Before we get into it, it is important to understand the basics of the LLM. An LLM is a Master of Law Degree (Technically, Legum Magister). They are typically one year programs if pursued part time. For students who were educated, trained, or practiced internationally, the LLM serves the formal education requirement to sit for a U.S. bar exam and as an introduction to the U.S. legal system. For students who received a JD in the United States, it serves as an additional year of legal education, often in a more specialized area of law.

Not every LLM student has the goal of staying in the U.S. after graduating, but more and more do. If you are an LLM student, or are considering one, below are some important career considerations to keep in mind:

One year is a short period of time.
Classwork and exams mean that one academic year flies by quickly. LLM graduates often explain that they are initially preoccupied with understanding how their program works, how their professors teach, and where they fit in. Since they are in a master’s level program, they focus on their studies and to worry about the career later—and then the need for career arrives sooner than they expected.

It is important to adjust to school life. While JD students can take their time coming out of the law school classroom, LLM students who stay within the walls of the law school shut themselves out from the legal community. Inherent in the challenge of an LLM is finding the right balance between managing academics and the world outside. Think about how you will find that balance to take full advantage of what the LLM experience offers. If steered properly, your LLM journey should allow you to reap the benefits of that huge investment. The benefit is not the degree itself; it is what you do with it. The year is short.

Network, network, network.
“Networking” is an overused and often misunderstood term that sends chills down the spines of LLM students. Remember that a professional network serves as a support system where relationships are formed where information and services can be exchanged. In that definition, LLM students tend to only focus on the “system” and ignore “exchanged” and “relationships.”

Networking is not a software “system” that can be hacked or upgraded by pushing a button.

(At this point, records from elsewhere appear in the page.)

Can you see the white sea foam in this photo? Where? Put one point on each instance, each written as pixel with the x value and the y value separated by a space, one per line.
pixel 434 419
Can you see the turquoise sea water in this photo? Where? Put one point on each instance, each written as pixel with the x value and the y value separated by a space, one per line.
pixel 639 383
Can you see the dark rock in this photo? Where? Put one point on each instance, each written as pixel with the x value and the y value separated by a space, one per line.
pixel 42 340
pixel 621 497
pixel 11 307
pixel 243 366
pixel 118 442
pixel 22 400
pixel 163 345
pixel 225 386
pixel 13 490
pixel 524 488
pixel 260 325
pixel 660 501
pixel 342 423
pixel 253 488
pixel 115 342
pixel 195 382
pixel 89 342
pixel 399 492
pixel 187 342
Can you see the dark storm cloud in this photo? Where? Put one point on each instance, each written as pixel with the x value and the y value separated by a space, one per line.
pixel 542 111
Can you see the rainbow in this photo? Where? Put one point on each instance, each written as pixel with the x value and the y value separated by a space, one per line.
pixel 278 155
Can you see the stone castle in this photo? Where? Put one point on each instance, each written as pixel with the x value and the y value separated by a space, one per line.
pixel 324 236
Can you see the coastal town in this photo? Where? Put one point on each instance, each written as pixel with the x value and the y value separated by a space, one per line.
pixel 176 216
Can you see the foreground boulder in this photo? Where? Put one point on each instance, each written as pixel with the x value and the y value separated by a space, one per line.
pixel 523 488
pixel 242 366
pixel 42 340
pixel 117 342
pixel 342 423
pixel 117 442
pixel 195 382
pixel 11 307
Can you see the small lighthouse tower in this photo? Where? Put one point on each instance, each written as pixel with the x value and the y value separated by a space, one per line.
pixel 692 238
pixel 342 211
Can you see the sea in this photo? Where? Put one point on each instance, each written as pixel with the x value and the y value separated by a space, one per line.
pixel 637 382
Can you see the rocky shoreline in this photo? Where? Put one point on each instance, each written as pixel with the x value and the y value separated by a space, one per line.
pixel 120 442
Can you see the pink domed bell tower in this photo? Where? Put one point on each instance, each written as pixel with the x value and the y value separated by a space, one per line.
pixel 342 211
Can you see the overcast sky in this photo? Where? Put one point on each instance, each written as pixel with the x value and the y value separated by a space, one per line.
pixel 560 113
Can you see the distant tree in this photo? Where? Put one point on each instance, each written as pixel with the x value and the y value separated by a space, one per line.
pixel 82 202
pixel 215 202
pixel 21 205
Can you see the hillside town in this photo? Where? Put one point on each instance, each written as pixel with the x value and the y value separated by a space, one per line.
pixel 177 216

It requires interacting with other human beings. It a way of forming relationships, which relies on building a strong foundation of trust, respect, and communication. This means you have to do your part of the relationship to ensure a proper exchange.

Interacting with professionals outside of the law school building is what LLM students often fail to do. Get to know others based on a genuine interest in the person you are interacting with. That’s the “secret” about networking.

Shop up and shop in.
An LLM should improve your cache on the market. The legal practice is sensitive to rankings, and LLM students are typically in class with JD candidates. If you are at a highly ranked LLM program, you have the opportunity to demonstrate that you can handle your own against the JD students.

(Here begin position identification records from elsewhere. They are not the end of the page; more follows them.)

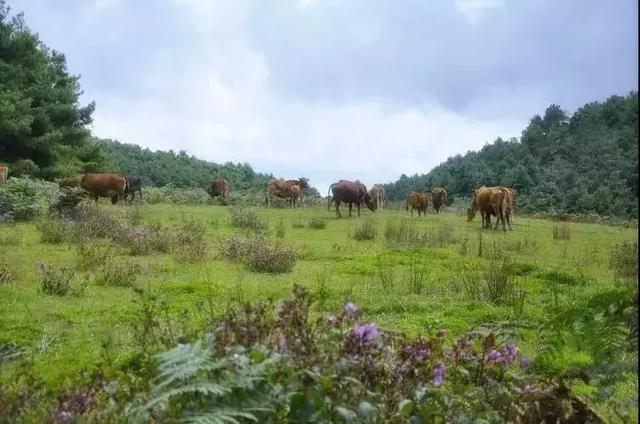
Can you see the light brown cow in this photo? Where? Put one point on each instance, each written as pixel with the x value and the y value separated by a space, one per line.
pixel 290 190
pixel 219 188
pixel 113 186
pixel 439 198
pixel 418 201
pixel 491 201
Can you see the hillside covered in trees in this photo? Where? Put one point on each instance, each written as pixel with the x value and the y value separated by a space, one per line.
pixel 583 163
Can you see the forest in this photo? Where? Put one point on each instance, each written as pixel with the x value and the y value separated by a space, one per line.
pixel 584 163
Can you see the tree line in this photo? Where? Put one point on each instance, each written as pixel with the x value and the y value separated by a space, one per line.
pixel 583 163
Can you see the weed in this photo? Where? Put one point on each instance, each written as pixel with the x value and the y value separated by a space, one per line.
pixel 317 223
pixel 6 275
pixel 54 282
pixel 280 230
pixel 623 259
pixel 247 219
pixel 561 232
pixel 190 244
pixel 416 276
pixel 117 272
pixel 53 231
pixel 365 230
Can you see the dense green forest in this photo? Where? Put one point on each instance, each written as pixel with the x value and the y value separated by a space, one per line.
pixel 584 163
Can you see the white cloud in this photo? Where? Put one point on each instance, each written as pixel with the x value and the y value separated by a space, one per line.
pixel 218 105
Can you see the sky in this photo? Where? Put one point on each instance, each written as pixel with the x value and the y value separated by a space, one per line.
pixel 331 89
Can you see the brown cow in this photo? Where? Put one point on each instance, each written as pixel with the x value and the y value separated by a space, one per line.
pixel 290 190
pixel 350 192
pixel 491 201
pixel 418 201
pixel 113 186
pixel 219 188
pixel 439 198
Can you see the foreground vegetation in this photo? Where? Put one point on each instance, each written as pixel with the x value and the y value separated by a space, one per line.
pixel 89 297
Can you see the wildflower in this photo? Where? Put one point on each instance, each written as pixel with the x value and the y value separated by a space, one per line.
pixel 350 309
pixel 366 332
pixel 438 374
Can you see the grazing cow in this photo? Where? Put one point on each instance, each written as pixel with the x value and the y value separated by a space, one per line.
pixel 290 190
pixel 134 184
pixel 350 192
pixel 439 198
pixel 113 186
pixel 418 201
pixel 219 188
pixel 379 196
pixel 491 201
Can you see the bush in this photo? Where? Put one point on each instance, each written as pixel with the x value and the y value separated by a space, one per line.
pixel 118 272
pixel 54 282
pixel 53 231
pixel 623 259
pixel 24 198
pixel 269 259
pixel 561 232
pixel 247 219
pixel 366 230
pixel 190 244
pixel 6 275
pixel 317 223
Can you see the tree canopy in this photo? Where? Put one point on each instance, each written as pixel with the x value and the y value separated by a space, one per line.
pixel 42 123
pixel 584 163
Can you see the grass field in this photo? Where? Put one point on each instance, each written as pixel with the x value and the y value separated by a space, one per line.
pixel 403 288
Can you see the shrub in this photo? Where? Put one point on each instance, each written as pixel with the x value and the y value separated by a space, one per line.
pixel 117 272
pixel 366 230
pixel 53 231
pixel 280 230
pixel 317 223
pixel 247 219
pixel 6 275
pixel 25 198
pixel 623 259
pixel 561 232
pixel 190 243
pixel 54 282
pixel 270 259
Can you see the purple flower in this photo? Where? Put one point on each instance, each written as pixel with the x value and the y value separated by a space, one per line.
pixel 366 333
pixel 350 309
pixel 494 356
pixel 438 374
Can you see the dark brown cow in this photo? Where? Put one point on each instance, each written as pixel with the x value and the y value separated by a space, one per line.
pixel 418 201
pixel 289 189
pixel 113 186
pixel 491 201
pixel 439 198
pixel 219 188
pixel 350 192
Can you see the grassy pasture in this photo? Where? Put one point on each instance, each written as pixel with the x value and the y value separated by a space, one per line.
pixel 403 288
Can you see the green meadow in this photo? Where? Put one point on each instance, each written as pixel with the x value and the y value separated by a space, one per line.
pixel 404 288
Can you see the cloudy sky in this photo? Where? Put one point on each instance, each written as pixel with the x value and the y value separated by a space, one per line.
pixel 333 89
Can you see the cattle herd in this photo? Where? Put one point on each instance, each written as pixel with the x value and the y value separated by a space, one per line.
pixel 497 201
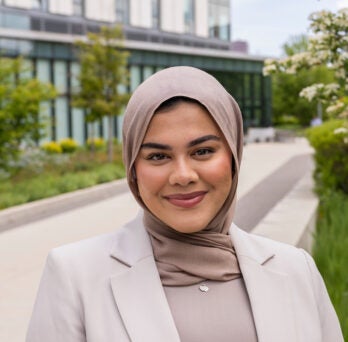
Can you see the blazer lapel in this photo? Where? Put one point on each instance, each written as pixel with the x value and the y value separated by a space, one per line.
pixel 269 291
pixel 138 291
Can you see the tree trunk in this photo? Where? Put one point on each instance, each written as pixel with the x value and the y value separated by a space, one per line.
pixel 110 139
pixel 92 137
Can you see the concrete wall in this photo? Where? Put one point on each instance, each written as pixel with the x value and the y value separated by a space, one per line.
pixel 64 7
pixel 102 10
pixel 201 16
pixel 141 13
pixel 172 16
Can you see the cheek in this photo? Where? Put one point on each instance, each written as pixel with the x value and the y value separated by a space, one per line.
pixel 149 180
pixel 221 172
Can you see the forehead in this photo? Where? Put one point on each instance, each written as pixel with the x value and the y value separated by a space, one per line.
pixel 184 118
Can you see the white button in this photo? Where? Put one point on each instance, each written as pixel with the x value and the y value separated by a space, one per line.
pixel 204 288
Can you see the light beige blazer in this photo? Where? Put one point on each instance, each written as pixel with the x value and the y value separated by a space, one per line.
pixel 107 289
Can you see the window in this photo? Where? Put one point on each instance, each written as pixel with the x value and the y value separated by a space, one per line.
pixel 219 19
pixel 122 11
pixel 78 7
pixel 39 4
pixel 189 16
pixel 155 5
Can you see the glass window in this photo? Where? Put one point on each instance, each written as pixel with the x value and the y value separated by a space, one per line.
pixel 43 70
pixel 74 72
pixel 147 72
pixel 135 77
pixel 60 76
pixel 78 124
pixel 78 7
pixel 155 13
pixel 122 11
pixel 219 19
pixel 189 16
pixel 61 122
pixel 16 21
pixel 45 118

Similarly, an LLM from a respected regional powerhouse may serve you well, giving you an springboard from which to launch into a new legal market. If you are from a law school in the northwest, and you want to move to the southeast to practice law, an LLM in a regional school is a way to go about this. You have a year to develop local contacts, obtain local references from professors at the law school, look for a job, and meet fellow law students who will be your practicing peers in that market. It also shows your determination to relocate—particularly for more protective markets, since you are already on location. Do not underestimate the power of location as many firms are reluctant to hire new associates that they think will not be sticking around.

Specialize.
An LLM should serve as a training ground into a specialty area of law. You might have heard that you should not get an LLM unless you wanted to practice tax law. This is kind of true—though I will modify that adage slightly: if you want to practice in a complex, hyper specialized area of law, then an LLM can be useful.

Areas of law like tax, international trade, and environmental law are examples of such areas, because an LLM provides a year to focus on courses in these specific areas.